My quest for creative inspiration is a never-ending process. Not only I am looking for subject matter, but also a state of mind that makes creativity possible. For me, it helps to find balance with nature and I like to go for long bike rides to natural places. I spent the past three afternoons in Titus County, Texas riding my bike with my buddy (we have been riding together for over a decade, and up until now mostly in Dallas). After a ten minute ride out of the relative hustle of our City of Mount Pleasant, the environment became remarkably different. The predominant sounds were wind in the trees and birds. The roads wound around farms, ranches, forests and swamps. The air was incredibly fresh and at times the fragrances of honeysuckle and countless flowering species were overpowering.
I was continually distracted by the vistas and aromas, but especially by the visual components that comprised the ambience of these places. The color spectrum was apparent –fields of green and yellow. Tracts of maroon, orange and cyclamen, not to mention every shade of purple. Flowers with a color I can only describe as day-glo. White flowers covering enormous trees and tiny white blooms sprinkled on pastures like powdered sugar. White narcissus, daffodils and spider lilies growing wild. All beneath the blue sky.
As we rode along, I took it all in and marveled that I was in this place at this time, not taking the Earth for granted. As a longtime urbanite I found myself longing for natural places that were almost non-existent within the city limits. Now, far from metropolitan Dallas I did not have to imagine uncomplicated nature – it was right before me. My buddy remarked on the effect we seem to have on grazing cattle as they consistently stopped their activities to watch as we passed by.
Humanity is here but at a much smaller scale – ranchers, farmers and country folk. Indeed, the largest groups we encounter are the occupants of several Texas cemeteries that dot the county, and a few of these locations have become something of a destination for us. What I find curious about these places are the grave markers that pre-date 1930 and even the 20th century. They are hand-carved from marble and limestone and encrusted with symbology and lichens. I am inspired by the places of reverence, quietude and beauty in which they reside.
These experiences have had a profound effect on my creativity and my transformation from urban to non-urban has brought about a welcome change in perspective. The distractions of color and the changing vistas of the rural landscape have been food for my subconscious mind and cannot be compared to the stresses and artifice of the city. There was a time when I lived for the city. As a city-dweller I found great inspiration in the human nature and design of the city. Even so, I always sought out the beach, park and riverfront. Now more than ever I realize my true nature leans towards simplicity and introspection – neither of which the city seemed able to offer me.
I am gratified to see I am transformable.

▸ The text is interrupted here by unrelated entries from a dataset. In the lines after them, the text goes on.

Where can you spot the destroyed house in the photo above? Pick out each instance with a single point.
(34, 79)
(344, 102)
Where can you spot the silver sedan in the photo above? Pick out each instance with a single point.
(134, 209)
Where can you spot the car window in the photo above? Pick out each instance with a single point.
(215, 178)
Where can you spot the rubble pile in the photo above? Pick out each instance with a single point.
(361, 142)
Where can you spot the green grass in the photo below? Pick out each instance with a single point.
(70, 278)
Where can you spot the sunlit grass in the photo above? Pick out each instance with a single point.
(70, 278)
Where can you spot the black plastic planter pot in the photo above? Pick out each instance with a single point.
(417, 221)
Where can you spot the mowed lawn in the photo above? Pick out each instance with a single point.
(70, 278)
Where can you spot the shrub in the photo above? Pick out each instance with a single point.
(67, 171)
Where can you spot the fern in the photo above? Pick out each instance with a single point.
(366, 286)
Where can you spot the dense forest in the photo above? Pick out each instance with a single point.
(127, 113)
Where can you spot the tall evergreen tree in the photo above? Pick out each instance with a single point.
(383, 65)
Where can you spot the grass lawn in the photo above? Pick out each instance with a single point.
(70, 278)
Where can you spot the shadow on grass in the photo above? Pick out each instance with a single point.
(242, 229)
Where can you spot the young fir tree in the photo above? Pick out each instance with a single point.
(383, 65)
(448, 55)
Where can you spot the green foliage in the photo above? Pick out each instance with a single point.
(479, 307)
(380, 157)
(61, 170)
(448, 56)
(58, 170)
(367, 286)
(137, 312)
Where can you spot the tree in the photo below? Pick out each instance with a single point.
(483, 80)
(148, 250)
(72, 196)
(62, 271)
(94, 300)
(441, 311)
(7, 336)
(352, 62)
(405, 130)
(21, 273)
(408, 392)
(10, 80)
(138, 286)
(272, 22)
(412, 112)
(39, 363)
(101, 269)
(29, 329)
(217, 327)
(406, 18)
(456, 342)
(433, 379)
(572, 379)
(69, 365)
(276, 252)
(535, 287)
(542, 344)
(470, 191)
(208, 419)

I often hear people comment on how others are set in their ways or opposed to change. If I fear anything it would be my unwillingness to grow and adapt to new life situations. My transformation included a return to a different time and place, one where I did not expect to go. When I am there I am inspired to create beautiful works of art. I realize nothing can capture the magnificence of that moment and I would be hard-pressed to attempt artistic duplication. I would attempt to distill this compilation of scenes and emotions to the essence of what mattered to me at the time by transforming my thoughts and memories into art.